🔥連勝記録「15」でストップ!IPO市場に暗雲?新規株式公開の動向を徹底分析

2019年3月から続いていた新規株式公開(IPO)の快進撃に、ついに黄色信号が点灯しました。好調な市場を象徴していた「連勝記録」は15でストップし、今後の市場の行方に不安を残す結果となっています。特に個人投資家は、新たな銘柄が公開されるたびに大きな期待を寄せますが、その熱狂が冷めつつあるのでしょうか。

この記録を止めたのは、2019年6月4日に福岡証券取引所へ上場した大英産業です。同社の初値は1,330円で、公開価格の1,520円を13%も下回る結果となりました。公開価格とは、一般の投資家へ株式を販売する際の価格のことで、初値がこれを下回ることは、市場から見て「割高」と判断されたことを意味します。初値が公開価格を下回ったのは、2019年3月19日に東証2部へ上場したKHC以来となります。

SNSでは、「まさかこのタイミングで連勝が途切れるとは」「IPOで損失を出すのは厳しい」といった、個人投資家からの落胆の声が見受けられます。しかし、今回の公開価格割れは、大英産業が地方取引所への単独上場であり、市場での売買のしやすさを示す流動性が低いと見られた点が個別要因として大きいようです。三菱UFJ国際投信の中川雅嗣シニアファンドマネジャーも、この流動性の低さを指摘しています。

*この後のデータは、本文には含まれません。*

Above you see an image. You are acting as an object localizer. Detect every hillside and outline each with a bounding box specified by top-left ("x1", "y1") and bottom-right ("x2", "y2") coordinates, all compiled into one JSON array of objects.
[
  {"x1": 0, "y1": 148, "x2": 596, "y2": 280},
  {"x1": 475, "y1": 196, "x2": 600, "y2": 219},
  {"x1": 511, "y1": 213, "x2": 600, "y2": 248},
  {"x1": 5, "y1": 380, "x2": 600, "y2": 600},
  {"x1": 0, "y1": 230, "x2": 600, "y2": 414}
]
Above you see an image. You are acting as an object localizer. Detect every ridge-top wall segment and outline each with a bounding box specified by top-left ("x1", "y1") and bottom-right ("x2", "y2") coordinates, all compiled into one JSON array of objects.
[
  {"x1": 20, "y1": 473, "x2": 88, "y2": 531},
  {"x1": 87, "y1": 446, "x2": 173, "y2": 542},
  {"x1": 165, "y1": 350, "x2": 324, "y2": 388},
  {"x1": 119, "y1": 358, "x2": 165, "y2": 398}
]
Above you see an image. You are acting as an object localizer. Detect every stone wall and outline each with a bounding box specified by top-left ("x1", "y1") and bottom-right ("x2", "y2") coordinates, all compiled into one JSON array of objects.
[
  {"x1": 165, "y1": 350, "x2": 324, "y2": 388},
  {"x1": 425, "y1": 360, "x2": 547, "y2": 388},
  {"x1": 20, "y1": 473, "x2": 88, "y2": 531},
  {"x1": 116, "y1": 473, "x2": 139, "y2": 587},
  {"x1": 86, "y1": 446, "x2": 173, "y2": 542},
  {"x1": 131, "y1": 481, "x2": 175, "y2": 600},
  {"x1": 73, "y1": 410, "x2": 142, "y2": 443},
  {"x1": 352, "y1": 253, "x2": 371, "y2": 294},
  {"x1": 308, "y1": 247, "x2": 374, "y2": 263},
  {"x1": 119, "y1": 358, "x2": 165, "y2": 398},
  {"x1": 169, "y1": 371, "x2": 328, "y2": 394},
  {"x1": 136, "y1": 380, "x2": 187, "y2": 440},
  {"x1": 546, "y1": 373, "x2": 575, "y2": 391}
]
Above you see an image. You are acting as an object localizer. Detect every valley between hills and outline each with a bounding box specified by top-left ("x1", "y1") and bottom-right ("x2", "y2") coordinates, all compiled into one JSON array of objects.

また、九州を地盤とする住宅販売会社という事業モデルが、最新の技術や革新的なサービスを持つ企業に比べ、個人投資家にとって話題性に欠け、人気化しにくかったとの見方もあります。新たな上場企業には、これまでにない成長力やビジネスモデルへの期待が集まるため、目新しさが市場の評価を左右する要素となるでしょう。

しかし、今回の件は個別要因だけにとどまらない可能性もあります。松井証券の窪田朋一郎シニアマーケットアナリストは、相場全体が下落傾向にあるため、含み損を抱えている個人投資家が増加しており、新規の投資に対する意欲が減退していると分析しています。これまでは勢いで購入していた投資家も、今後は企業の成長力や事業の将来性をより厳しく精査する局面に入ったと考えるべきでしょう。

読者の皆様におかれましても、IPO銘柄を選ぶ際には、単に連勝記録や話題性だけでなく、その企業のビジネスモデルや成長戦略、そして何よりも現在の市場環境を総合的に判断することが重要になってきます。「勝って兜の緒を締めよ」という言葉の通り、好況時ほど冷静な視点が求められるものです。

このIPO市場の動向は、今後も目が離せません。次に市場の注目を集めるのは、2019年6月12日に東証2部へ上場を予定しているユーピーアールです。この企業がどのような評価を受けるかによって、連勝ストップが一時的なものか、あるいは市場の転換期を意味するのかが明らかになるでしょう。